Filipinos use malunggay in making halaan or clam soup or a vegetable dish called ginataang malunggay. But adventurous cooks and chefs have started adding malunggay to pasta dishes, as well as to muffins, bread and polvoron. It can also be ground to a powder and used for seasoning sauces.

The roots and flowers have uses too. The roots from young plants can also be dried and ground for use as a hot seasoning base with a flavor similar to that of horseradish. The flowers can be eaten after being lightly blanched or raw as a tasty addition to salads.

Malunggay as medicine

Studies have shown that malunggay can be used to treat a number of illnesses. Malunggay leaves are good for headache, bleeding from a shallow cut, bacterial and fungal skin complaints, anti-inflammatory gastric ulcers, diarrhea, and malnutrition. This is one reason why the government has used malunggay in its feeding and nutrition programs.

Internal organs are said to benefit from the vegetable. Malunggay pods are dewormers, good for treating liver and spleen problems, pain of the joints, and malnutrition. Likewise, malunggay seeds treat arthritis, rheumatism, gout, cramp, STD, boils and urinary problems, and is a relaxant for epilepsy.

There have been claims that malunggay can be used to lower blood pressure as well as its being an anti-tumor plant.

And so dear readers, those are the many multifaceted benefits of this wonderful godgiven plant so ablundant and inexpensive in the markets of our country and especially here in our beautiful Baguio.

There are available malunggay tablets in drugstores, but why buy the pill when the fresh leaves taste so wonderful and is so versatile?

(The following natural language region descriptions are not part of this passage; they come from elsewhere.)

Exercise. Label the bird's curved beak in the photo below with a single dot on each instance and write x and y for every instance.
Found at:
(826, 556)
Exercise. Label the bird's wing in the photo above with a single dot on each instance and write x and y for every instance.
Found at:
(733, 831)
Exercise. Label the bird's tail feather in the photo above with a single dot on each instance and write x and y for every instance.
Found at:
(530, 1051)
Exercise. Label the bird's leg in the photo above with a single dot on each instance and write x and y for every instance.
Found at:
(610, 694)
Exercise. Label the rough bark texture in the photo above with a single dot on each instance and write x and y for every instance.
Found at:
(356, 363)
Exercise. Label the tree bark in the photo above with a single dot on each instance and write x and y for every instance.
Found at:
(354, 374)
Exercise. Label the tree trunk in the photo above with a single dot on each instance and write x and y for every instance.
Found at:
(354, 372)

Doesn’t stand to reason now, does it? Go to the market, take a walk and buy 2 bunches, better.

Cooking with the versatile plant.

Having given such scientific intel about the malunggay, let’s explore the cooking of the wonderful plant.

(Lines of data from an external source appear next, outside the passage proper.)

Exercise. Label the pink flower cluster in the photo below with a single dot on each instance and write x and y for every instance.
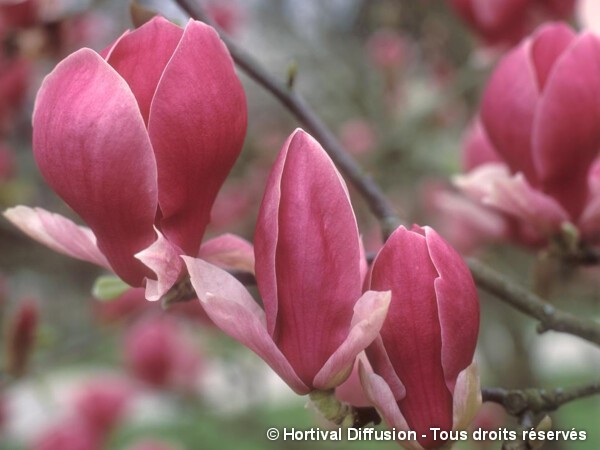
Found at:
(138, 141)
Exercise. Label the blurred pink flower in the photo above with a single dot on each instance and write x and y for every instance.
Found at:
(388, 49)
(158, 352)
(506, 22)
(108, 137)
(423, 372)
(73, 434)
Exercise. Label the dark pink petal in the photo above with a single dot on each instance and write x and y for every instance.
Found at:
(234, 311)
(197, 126)
(317, 260)
(369, 313)
(566, 135)
(412, 333)
(58, 233)
(229, 251)
(266, 236)
(514, 196)
(141, 56)
(508, 109)
(162, 257)
(91, 145)
(548, 45)
(458, 307)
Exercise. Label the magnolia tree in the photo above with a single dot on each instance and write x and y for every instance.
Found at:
(376, 322)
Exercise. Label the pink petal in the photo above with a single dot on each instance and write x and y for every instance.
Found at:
(141, 56)
(467, 397)
(516, 197)
(479, 182)
(566, 133)
(197, 126)
(548, 45)
(458, 307)
(380, 395)
(266, 235)
(162, 257)
(58, 233)
(508, 108)
(229, 251)
(412, 333)
(369, 313)
(91, 145)
(234, 311)
(317, 260)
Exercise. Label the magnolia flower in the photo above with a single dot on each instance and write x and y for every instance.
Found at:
(540, 135)
(309, 271)
(423, 372)
(506, 22)
(137, 140)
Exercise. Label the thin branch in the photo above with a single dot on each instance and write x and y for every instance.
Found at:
(486, 278)
(378, 203)
(550, 317)
(518, 401)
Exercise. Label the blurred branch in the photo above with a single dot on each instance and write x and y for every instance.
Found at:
(550, 318)
(528, 303)
(519, 401)
(378, 203)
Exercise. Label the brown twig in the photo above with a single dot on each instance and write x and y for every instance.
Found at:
(550, 317)
(362, 181)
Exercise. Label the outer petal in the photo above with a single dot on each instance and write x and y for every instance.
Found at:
(229, 251)
(58, 233)
(162, 258)
(91, 145)
(369, 313)
(467, 397)
(458, 307)
(140, 57)
(516, 197)
(566, 134)
(508, 109)
(479, 182)
(195, 154)
(317, 260)
(380, 395)
(234, 311)
(412, 333)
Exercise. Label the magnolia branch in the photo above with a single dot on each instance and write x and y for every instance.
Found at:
(362, 181)
(550, 318)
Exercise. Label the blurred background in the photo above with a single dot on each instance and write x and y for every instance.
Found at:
(399, 83)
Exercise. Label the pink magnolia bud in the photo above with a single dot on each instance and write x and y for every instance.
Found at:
(308, 271)
(70, 435)
(152, 445)
(158, 353)
(423, 373)
(102, 403)
(137, 140)
(545, 129)
(20, 337)
(506, 22)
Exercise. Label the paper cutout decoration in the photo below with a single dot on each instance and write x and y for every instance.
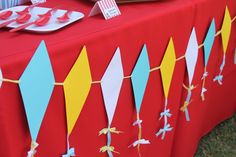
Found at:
(225, 33)
(139, 80)
(38, 1)
(226, 29)
(36, 86)
(1, 78)
(167, 70)
(235, 56)
(208, 44)
(111, 85)
(108, 8)
(167, 67)
(191, 56)
(140, 77)
(76, 88)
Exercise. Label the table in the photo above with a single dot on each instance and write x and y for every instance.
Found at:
(151, 23)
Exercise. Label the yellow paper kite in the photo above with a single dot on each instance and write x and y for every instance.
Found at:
(167, 67)
(225, 34)
(226, 29)
(76, 87)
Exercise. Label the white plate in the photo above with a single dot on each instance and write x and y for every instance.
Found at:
(52, 25)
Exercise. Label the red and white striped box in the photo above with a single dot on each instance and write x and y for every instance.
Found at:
(108, 8)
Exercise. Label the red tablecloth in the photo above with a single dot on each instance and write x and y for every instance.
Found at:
(151, 23)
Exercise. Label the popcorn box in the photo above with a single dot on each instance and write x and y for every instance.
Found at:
(4, 4)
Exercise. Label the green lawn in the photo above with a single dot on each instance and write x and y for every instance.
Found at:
(221, 142)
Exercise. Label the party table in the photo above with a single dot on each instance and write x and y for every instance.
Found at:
(150, 23)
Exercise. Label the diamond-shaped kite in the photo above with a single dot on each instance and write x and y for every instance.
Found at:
(226, 29)
(111, 85)
(76, 88)
(191, 56)
(208, 44)
(140, 77)
(36, 86)
(225, 33)
(139, 80)
(167, 70)
(167, 67)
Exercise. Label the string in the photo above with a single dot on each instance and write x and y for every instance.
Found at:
(139, 134)
(203, 86)
(180, 58)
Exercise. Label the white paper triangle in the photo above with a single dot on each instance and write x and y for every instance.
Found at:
(111, 84)
(191, 55)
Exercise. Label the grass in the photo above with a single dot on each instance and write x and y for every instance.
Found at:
(221, 142)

The most common way pinays use the leaves, pods and stalks is in the clam or tulya soup or maybe chicken with sayote when whe the wife is pregnant. But as we have noted, you can add it to anything. In salads, just steam the leaves on top of your rice for 1 or 2 minutes and add them to the salad whether it be macaroni, or leafy lettuce and tomatoes or cabbage slaw or chicken or tuna. We can do that because by itself, malunggay leaves taste so good.

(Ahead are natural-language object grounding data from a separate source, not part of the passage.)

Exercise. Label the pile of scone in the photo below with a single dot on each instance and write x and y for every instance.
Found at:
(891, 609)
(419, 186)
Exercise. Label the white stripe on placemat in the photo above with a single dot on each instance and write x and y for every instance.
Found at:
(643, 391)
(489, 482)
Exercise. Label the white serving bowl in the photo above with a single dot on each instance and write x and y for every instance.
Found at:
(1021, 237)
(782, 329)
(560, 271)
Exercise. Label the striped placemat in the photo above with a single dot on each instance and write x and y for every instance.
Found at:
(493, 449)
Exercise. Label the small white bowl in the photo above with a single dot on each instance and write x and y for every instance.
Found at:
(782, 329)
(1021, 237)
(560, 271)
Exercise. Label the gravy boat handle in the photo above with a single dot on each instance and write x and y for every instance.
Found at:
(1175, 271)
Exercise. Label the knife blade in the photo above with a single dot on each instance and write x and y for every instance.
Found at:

For our Pièce de résistance, we introduce you to a Pesto made with malunggay leaves, whether partially or entirely. Pesto, as you know, can be used in spaghetti, pochero, afritada, or as a flavoring. The recipe follows.


• 2 cups packed fresh basil leaves and an equal amount of malunggay leaves

• 2 cloves garlic

• 1/4 cup pine nuts

• 2/3 cup canola or virgin olive oil, divided into two.

• kosher salt and freshly ground black pepper, to taste

• 1/2 cup freshly grated pecorino or parmesacho or queso de bola cheese


Combine the basil, malunggay leaves garlic, and pine nuts in a food processor and pulse until coarsely chopped, not more than 2 seconds. Add 1/2 cup of the oil and process until incorporated but still coarse and the ingredients not too homogenized. Season with salt and pepper.

If used immediately, add all the remaining oil and wait until smooth. Transfer the pesto to a large serving bowl and mix in the cheese.

If to be stored frozen, transfer to an air-tight container and drizzle remaining oil over the top. Freeze for up to 3 months. Thaw and stir in cheese.

This recipe came from Ms. Bartolome in her U.P. Class of Speech Communications 10 (Speech to Inform)


Published in the Sun.Star Baguio newspaper on October 17, 2012.